As sci fi, I found it unbelievable as the author appears not to have a full
grasp of the sheer distances involved (I will always give a pass to what
version of FTL travel is use because of its necessity for story purposes) and
frankly how to run a naval style battle. Never fear though because Future
Humans have technology out the wazoo as the narrator tells you from page one.
To call any of the characters cardboard is an insult to hard working packaging
materials, and conflict is never built up so the stakes are not higher at the
end of the book compared to the beginning. Frankly, the part that was the
sample from Amazon was the highpoint of the book and quality wise only goes
downhill from there. Too bad because I think the germ of the idea could have
been interesting if better developed but as it stands now, I was mad to have
spent the time finishing the book.”
Obviously that wasn’t the
warmest of reviews. However, the next
one said, “Great book! I
didn't expect the journal format, but I enjoyed it. I really liked the premise,
and I liked the fact that the main character was a historian trying to come to
grips with the idea that the history he knows might not be the history that
happened.
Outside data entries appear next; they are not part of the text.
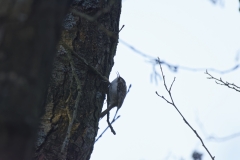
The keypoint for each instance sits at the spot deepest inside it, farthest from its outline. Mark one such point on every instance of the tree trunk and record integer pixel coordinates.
(29, 32)
(77, 87)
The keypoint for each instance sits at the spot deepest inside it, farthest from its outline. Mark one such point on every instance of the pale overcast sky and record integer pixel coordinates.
(191, 33)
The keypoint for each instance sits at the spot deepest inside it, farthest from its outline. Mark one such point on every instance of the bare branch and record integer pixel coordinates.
(173, 104)
(221, 82)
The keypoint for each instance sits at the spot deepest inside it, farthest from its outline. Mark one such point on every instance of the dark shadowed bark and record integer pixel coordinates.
(29, 33)
(76, 92)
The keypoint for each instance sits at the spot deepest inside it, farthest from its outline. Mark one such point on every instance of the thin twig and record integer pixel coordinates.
(121, 28)
(173, 104)
(74, 114)
(221, 82)
(109, 124)
(106, 129)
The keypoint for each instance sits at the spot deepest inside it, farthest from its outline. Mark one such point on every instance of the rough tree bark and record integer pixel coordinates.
(76, 92)
(29, 32)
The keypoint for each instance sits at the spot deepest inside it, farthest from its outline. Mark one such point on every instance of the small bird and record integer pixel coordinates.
(116, 94)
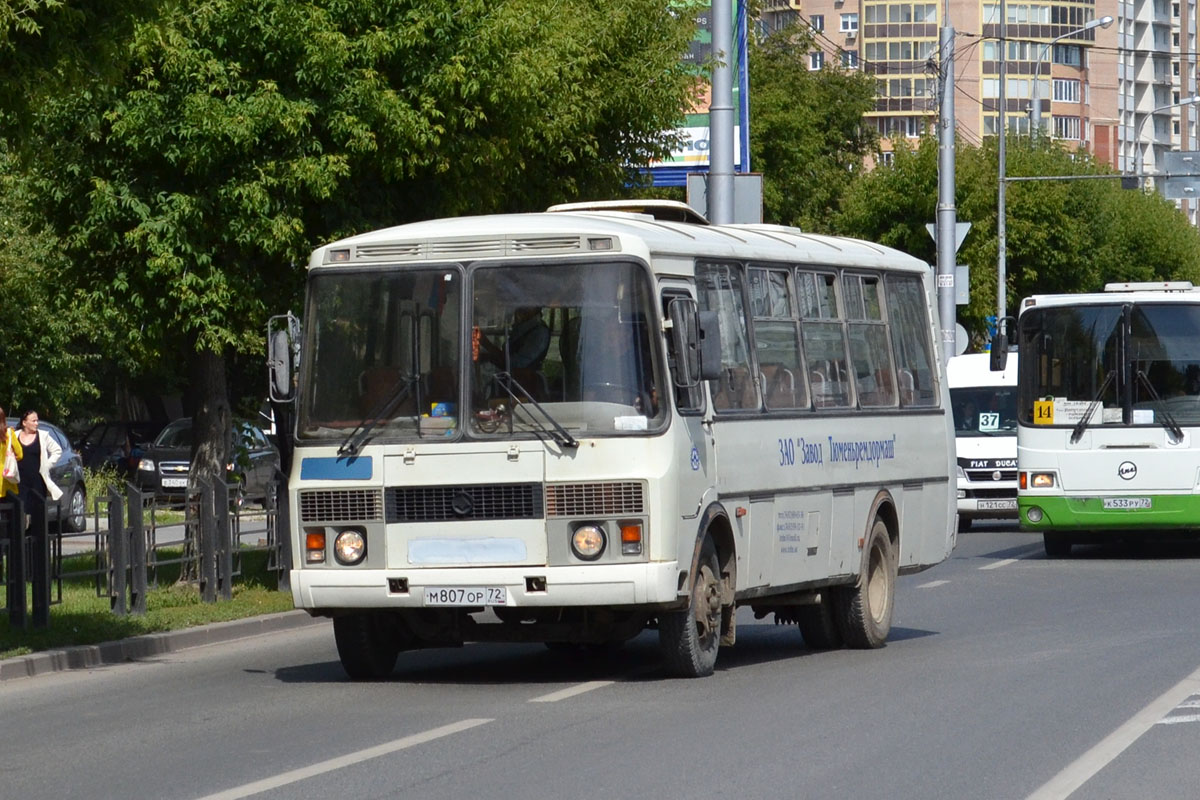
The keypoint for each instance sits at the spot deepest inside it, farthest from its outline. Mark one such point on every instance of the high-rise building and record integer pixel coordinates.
(1111, 90)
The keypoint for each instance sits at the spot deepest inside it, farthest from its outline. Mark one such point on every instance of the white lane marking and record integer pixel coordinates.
(342, 762)
(571, 691)
(1186, 717)
(1081, 770)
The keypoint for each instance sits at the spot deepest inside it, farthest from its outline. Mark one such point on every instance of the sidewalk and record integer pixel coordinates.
(151, 644)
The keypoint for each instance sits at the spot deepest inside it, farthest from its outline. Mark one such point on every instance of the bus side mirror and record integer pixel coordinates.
(1000, 343)
(999, 352)
(709, 346)
(281, 356)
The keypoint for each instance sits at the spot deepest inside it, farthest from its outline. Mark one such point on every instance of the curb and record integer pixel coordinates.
(151, 644)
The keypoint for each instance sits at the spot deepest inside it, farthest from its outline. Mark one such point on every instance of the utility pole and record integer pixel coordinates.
(947, 221)
(720, 119)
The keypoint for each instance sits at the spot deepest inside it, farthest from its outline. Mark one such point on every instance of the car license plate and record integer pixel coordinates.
(1126, 503)
(997, 505)
(466, 596)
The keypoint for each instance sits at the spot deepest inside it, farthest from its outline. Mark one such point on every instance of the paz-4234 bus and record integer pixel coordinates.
(574, 426)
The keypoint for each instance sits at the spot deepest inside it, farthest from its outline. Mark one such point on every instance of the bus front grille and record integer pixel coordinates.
(594, 499)
(340, 505)
(461, 503)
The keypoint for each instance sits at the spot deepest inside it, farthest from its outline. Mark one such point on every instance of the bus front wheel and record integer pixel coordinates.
(864, 611)
(690, 638)
(367, 645)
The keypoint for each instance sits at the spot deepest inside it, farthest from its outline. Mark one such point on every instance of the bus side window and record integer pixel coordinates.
(720, 290)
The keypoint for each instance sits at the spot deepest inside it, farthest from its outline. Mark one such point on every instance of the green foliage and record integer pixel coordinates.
(190, 178)
(1061, 235)
(807, 133)
(43, 338)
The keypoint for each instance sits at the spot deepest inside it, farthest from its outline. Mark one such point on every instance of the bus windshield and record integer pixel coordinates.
(393, 353)
(1131, 364)
(984, 410)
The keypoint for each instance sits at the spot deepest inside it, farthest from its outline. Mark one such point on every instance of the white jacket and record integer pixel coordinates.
(51, 455)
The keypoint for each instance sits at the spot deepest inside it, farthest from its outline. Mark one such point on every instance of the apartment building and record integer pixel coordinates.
(1111, 90)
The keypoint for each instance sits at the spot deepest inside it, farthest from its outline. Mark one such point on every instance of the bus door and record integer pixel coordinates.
(694, 457)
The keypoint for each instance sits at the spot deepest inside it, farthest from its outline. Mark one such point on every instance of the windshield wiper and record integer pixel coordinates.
(557, 432)
(1168, 421)
(1078, 433)
(395, 396)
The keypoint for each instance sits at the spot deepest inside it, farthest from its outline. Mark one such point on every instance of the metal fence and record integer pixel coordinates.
(136, 541)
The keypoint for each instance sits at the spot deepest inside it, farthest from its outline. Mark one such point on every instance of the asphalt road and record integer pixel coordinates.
(1006, 675)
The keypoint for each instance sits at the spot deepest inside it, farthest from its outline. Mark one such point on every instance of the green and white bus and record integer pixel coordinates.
(1109, 402)
(569, 427)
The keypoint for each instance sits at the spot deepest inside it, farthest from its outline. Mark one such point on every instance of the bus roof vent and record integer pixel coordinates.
(660, 210)
(1150, 286)
(463, 247)
(391, 250)
(546, 244)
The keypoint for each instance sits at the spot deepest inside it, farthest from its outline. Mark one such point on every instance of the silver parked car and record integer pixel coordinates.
(167, 463)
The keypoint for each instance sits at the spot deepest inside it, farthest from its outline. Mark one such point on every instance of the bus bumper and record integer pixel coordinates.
(619, 584)
(1164, 512)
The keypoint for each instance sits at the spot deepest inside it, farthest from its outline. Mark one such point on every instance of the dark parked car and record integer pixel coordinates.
(165, 467)
(71, 510)
(118, 444)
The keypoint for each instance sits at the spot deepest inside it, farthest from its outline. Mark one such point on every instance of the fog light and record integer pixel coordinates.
(315, 546)
(349, 547)
(587, 542)
(631, 539)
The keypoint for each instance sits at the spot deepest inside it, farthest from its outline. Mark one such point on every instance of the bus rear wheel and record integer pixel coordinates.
(864, 611)
(690, 638)
(367, 645)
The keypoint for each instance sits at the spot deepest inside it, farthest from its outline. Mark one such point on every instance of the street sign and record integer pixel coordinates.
(960, 232)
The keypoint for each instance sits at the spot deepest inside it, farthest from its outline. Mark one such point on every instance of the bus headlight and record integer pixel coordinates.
(349, 547)
(1042, 480)
(587, 542)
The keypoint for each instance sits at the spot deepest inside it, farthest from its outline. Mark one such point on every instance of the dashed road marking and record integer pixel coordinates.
(1081, 770)
(321, 768)
(571, 691)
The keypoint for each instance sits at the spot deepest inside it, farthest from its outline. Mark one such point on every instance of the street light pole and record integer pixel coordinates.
(1103, 22)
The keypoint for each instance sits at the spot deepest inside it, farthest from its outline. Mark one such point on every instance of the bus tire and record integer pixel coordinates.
(1056, 545)
(690, 638)
(819, 626)
(366, 645)
(864, 611)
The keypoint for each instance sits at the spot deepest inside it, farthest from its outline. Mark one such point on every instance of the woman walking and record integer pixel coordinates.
(40, 453)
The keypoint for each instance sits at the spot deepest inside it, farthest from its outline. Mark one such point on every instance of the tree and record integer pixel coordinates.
(807, 132)
(1061, 235)
(190, 182)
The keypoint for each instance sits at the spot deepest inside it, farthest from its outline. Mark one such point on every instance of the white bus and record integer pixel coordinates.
(1109, 400)
(984, 404)
(569, 427)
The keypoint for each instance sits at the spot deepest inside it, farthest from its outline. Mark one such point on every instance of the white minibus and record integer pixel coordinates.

The human race in the book seems incredibly arrogant and unfeeling
toward other life to the point where it seems unrealistic, but then you sit
back and consider their history and how their booming population, now in the
trillions, makes a few million dead people seem like a rounding error to them.
The author doesn't spoon feed you the information, which I like.”
As I continued pondering
these disparate reviews, both made me laugh, but only in conjunction. Each one individually has things to take
away, but when looked at together, they show very different takes on the exact same
story. What it tells me is, once again,
write a story you would like, for some will enjoy it(if you have a smidge of
talent), and some won’t. But when you
try to write to please others in ways that aren’t organic, your story will feel
artificial. If the reviews were
uniformly negative, it would be a trend to examine, but when some enjoy and
others don’t, it tells me that reading tastes vary, and tailoring a story to
what you think the audience wants rather than the way you want is a futile
exercise. That’s not to say you
shouldn’t listen and try to improve your craft, but it does say that you have
to evaluate criticism on your own to see if it makes sense, and that applies to
both critical and laudatory critiques.